¿Qué esperar de la reunión del Papa con los obispos chilenos?

Miércoles 25 de abril de 2018

 

 

 

Después de que se diera a conocer la carta que el Papa Francisco envió a los obispos chilenos, luego de estudiar el informe que recibió de Charles Scicluna, muchos han quedado con grandes interrogantes: ¿qué fue lo que pasó, ya que el Papa afirma: "He incurrido en graves equivocaciones de valoración y percepción de la situación, especialmente por falta de información veraz y equilibrada"?, ¿por qué no le llegó bien la información?, ¿quiénes son los responsables?, ¿cuáles serán las decisiones que tomará? En la prensa se ha podido leer la opinión de vaticanistas, algunos sacerdotes y periodistas que predicen la remoción de varios obispos. ¿Es eso lo que ocurrirá?


¿Qué decir? ¿Qué se puede anticipar? Ante todo hay que atender a las palabras del Papa. Él ha pedido ayuda a los obispos chilenos para discernir las medidas que se han de tomar en el corto, mediano y largo plazo, con el fin de restablecer la comunión eclesial, reparar en lo posible el escándalo y restablecer la justicia. De manera que se puede prever que las resoluciones que se tomarán apuntarán a estos 3 objetivos.


Es muy importante comprender esto para no caer en injusticias, ya que, por el bien de la Iglesia en Chile, el Papa puede pedirle algo a algún obispo u otra persona, y ello no significa, necesariamente, una sanción canónica. Una pena canónica es un castigo que busca resarcir el mal causado y ayudar al culpable a recapacitar en su error para rectificar su camino (ambos aspectos hacen que la pena sea una medida plenamente pastoral). Si toda resolución que tome el Papa sobre las personas la entendemos como una pena, estaríamos juzgando como culpables a cada uno de los destinatarios de dichas medidas, y ellas bien pueden significar, simplemente, un instrumento eficaz para mejorar la comunión eclesial.


Algo análogo se podría decir de las medidas que se adopten para evitar el escándalo. En cambio, respecto del restablecimiento de la justicia, nos encontramos con una situación diferente, pues apunta a darle a cada persona lo que corresponde: a las víctimas (al resarcimiento de los daños, etc.) y a los victimarios (aplicarles la sanción correspondiente).


Quizá se podría decir que de los tres objetivos que el Papa se propone, éste último es el primordial, pues si no se consigue éste tampoco se conseguirán los demás, y porque lo primero que se debe atender son las víctimas.


El pasaje en el que el Papa se refiere a ellas, tiene una fuerza especial: “tras una lectura pausada de las actas de dicha “misión especial”, creo poder afirmar que todos los testimonios recogidos en ellas hablan en modo descarnado, sin aditivos ni edulcorantes, de muchas vidas crucificadas y les confieso que ello me causa dolor y vergüenza”.


El Papa se da cuenta de la importancia de lo que está en juego, y por eso invita a los obispos de Chile a que en “Estos días, miremos a Cristo.
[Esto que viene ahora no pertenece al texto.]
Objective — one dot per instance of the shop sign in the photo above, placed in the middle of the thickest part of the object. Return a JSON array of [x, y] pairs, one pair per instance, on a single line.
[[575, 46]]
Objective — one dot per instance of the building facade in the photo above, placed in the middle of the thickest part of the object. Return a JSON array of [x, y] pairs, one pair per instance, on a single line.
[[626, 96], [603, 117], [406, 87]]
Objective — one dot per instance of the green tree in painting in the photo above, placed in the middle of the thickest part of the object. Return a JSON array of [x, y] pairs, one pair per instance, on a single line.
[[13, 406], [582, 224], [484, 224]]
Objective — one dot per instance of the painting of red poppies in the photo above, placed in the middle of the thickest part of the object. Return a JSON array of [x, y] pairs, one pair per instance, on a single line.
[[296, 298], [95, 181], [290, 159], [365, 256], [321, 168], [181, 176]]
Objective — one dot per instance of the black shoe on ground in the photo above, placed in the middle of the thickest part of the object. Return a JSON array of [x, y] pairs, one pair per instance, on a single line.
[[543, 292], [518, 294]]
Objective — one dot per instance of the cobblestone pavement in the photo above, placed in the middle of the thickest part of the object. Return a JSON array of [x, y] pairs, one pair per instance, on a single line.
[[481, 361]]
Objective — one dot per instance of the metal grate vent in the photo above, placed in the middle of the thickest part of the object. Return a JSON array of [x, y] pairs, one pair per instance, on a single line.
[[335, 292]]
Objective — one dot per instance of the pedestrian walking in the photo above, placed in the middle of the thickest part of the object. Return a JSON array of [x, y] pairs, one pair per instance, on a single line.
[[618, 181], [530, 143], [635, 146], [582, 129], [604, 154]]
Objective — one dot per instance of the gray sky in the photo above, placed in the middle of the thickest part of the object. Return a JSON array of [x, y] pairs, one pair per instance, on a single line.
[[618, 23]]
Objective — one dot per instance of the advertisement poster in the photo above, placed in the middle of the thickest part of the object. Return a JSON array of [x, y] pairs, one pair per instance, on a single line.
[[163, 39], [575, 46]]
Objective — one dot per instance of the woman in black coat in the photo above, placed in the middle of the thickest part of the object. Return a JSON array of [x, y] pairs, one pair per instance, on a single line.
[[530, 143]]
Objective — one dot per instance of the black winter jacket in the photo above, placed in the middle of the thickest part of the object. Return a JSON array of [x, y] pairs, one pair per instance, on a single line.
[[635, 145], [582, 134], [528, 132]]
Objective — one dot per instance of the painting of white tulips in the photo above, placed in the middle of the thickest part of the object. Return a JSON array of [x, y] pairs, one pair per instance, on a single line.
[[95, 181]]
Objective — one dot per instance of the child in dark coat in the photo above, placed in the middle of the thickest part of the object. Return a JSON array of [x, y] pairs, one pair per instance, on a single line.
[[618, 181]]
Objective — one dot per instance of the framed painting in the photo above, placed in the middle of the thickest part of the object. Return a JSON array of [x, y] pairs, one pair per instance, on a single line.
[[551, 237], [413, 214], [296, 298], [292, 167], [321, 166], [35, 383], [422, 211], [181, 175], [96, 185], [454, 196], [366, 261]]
Miremos su vida y sus gestos, especialmente cuando se muestra compasivo y misericordioso con los que han errado. Amemos en la verdad, pidamos la sabiduría del corazón y dejémonos convertir”.


No es una labor fácil. Por eso el Papa ha pedido ayuda a los obispos y también a toda la Iglesia en Chile, para que con su oración constante obtenga del cielo las gracias que necesitan para obrar correctamente.
De nuestra parte toca, en consecuencia, rezar muy unidos al Papa, y podemos confiar que Dios sacará mucho de bien de esta triste situación.